I always do this to myself. I numb the pain with alcohol and put myself in risky situations with shitty people.
“You’re right,” I say, looping my arm around her waist so no one can pull her away from me. “That prick assaulted me when I passed out, and everyone was convinced I wanted it.”
“You did drink a lot that night,” she giggles.
“Hey, come play cards with us, Kaitlyn,” a guy shouts as we walk across the living room. “Let her come play with us, Tori. She doesn’t fuck chicks.”
I roll my eyes and flip him off as I get Kaitlyn on the front porch. She flops down on the wicker couch, and I sit next to her so I can pull up the rideshare app.
I cannot count how many times people around me have known that I was drunk and did nothing to help me.
I refuse to be that person. I don’t care if I fucking hate them; I’m not letting them sit around so that people can take advantage of them.
I know what that feeling is like the next morning.
The shame. The guilt. The jokes. Ha ha. So funny.
Tori got blackout drunk again, and someone fucked her.
Hilarious. Rape is just hilarious. If you ask the school officials, I should’ve known better than to be drinking.
The one time I tried to get help, campus police told me that maybe next time I won’t drink as much.
Truth be told, I’m putting myself in these positions knowing it’s risky.
Mom’s drug habit was often paid for at the expense of my body, so I learned from a young age that fighting back causes more pain.

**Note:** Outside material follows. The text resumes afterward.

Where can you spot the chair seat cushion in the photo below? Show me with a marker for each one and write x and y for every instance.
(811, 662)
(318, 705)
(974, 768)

The one time I did fight back, I was fourteen, and my best friend’s older brother decided to be so nice and take me home one evening.
He didn’t tell anyone that he took a detour, and I never told anyone that he held me down in his back seat.
When I turned up pregnant from it, I was crowned the class whore.
I sat alone in a procedure room and had an abortion with no one to hold my hand.
No one to hug me that night and tell me it wasn’t my fault.
All I could think about was him telling me that my skirt told him I wanted him to fuck me.
From there, I figured that if I am going to be called a whore, I may as well live up to it.
It’s not like I am the one to initiate anything, but I stopped fighting that night in his car.
“Wake up, Kate. Your ride is here,” I say. She groans as I pull her up to stand.
“I’m so tired,” she mutters.
“Just a little further,” I say. When we get to the car, I open the door and poke my head in.
“For Tori?” she asks.
“Uh. Yeah. It’s for my friend. She is very drunk and needs to get back to her dorm. If I tip you now, can you help her?”
“Absolutely,” she says. The woman is in her mid-forties, and she looks like a mom. The kind of mom I wish I had. She gets out and goes to her trunk to get a bag before coming around to us. I get her seated, and the lady gives Kaitlyn a bag. “If you get sick, honey, aim for the bag.”
“Mmmm,” Kaitlyn groans.
“Thank you so much,” I say. Do you have CashGo?” CashGo is essentially like an online bank where you can send money to people.
“Don’t worry about it, honey. You’re a good friend,” she says, patting my arm.
“Yeah,” I say with a simple smile. I don’t want to tell her that we aren’t actually friends because that detail doesn’t matter. I just care about her getting back safe. No one should be left so vulnerable.